/ 26 April 2005

Terror in places of learning

Schoolgirls are raped in school toilets, fields and empty classrooms. Charlene Smith previews a report on sexual harassment and assault

International human rights agency, Human Rights Watch (HRW) is to urge South Africa’s education authorities to institute a national plan of action to prevent and deal with sexual violence in schools.

Later this month the HRW will release a damning report, entitled ”Scared at School”, which found that girls of all races and from all levels of society were subjected to abuse and raped in school toilets, fields, empty classrooms and hallways, and dormitories. In short, school is not just a place of learning for South African schoolgirls, it can be a place of terror too.

Schools are often ignorant about the steps they should take. Little or nothing is done to inform children of their rights and the steps they can take. HRW is likely to highlight this, given, too, the high incidence of HIV/Aids in South African schools.

Recommendations from the new HRW report will probably ainclude that schools more comprehensively investigate the background of would-be teachers, specifically for previous records of sexual assault; that pupils who have been raped receive counselling by trained experts attached to schools and at the cost of the state; and compulsory education for educators, principals and pupils occur on gender violence and sexual harassment to create an environment in schools sensitive to such abuses, and where quick action to halt such conduct takes place.

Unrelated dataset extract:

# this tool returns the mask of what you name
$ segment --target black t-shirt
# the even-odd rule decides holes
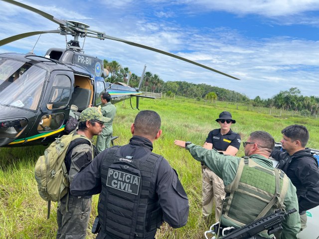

Although there are some provisions in law, including existing rape and sexual harassment legislation, as well as amendments to the 1998 Employment of Educators Act introduced in 2000, which require dismissal of teachers found guilty of serious misconduct – including sexual assault or having a sexual relationship with a learner – too few schools, and even Department of Education officials, are aware of these measures. A report of sexual abuse at a school often leads to frenzied attempts to cover up, instead of deliberate and definite measures to give care to children concerned and to take steps against the alleged perpetrator/s.

HRW researchers in South Africa interviewed not only police, prosecutors, education officials and activists working against child rape, but had access to Childline telephone interviews and interviewed child rape survivors. They included six young girls allegedly raped by a Johannesburg teacher; a 13-year-old raped by two classmates; a nine-year-old gangraped on school premises by schoolboys; a 16-year-old raped in a principal’s office and forced to perform oral sex, and so the list goes on.

What typifies the reports made to HRW is that in every instance the schools tried to hush up the incident. They urged parents not to report the incident to the police or anyone else. The impact on girls sexually abused at school is devastating – many drop out, their school marks plummet as concentration fails, or they become frightened of being in a school where the perpetrator is also present. In addition sexually abused children tend to adopt aggressive behaviour or eating disorders, become suicidal or depressed, may run away and generally demonstrate strong changes in attitude and behaviour if not helped urgently and persistently.

The HRW is expected to recommend that attention to violence against children within the school context form part of a broader government strategy aimed at combatting violence against women.

— The Teacher/Mail & Guardian, Johannesburg, April 2001.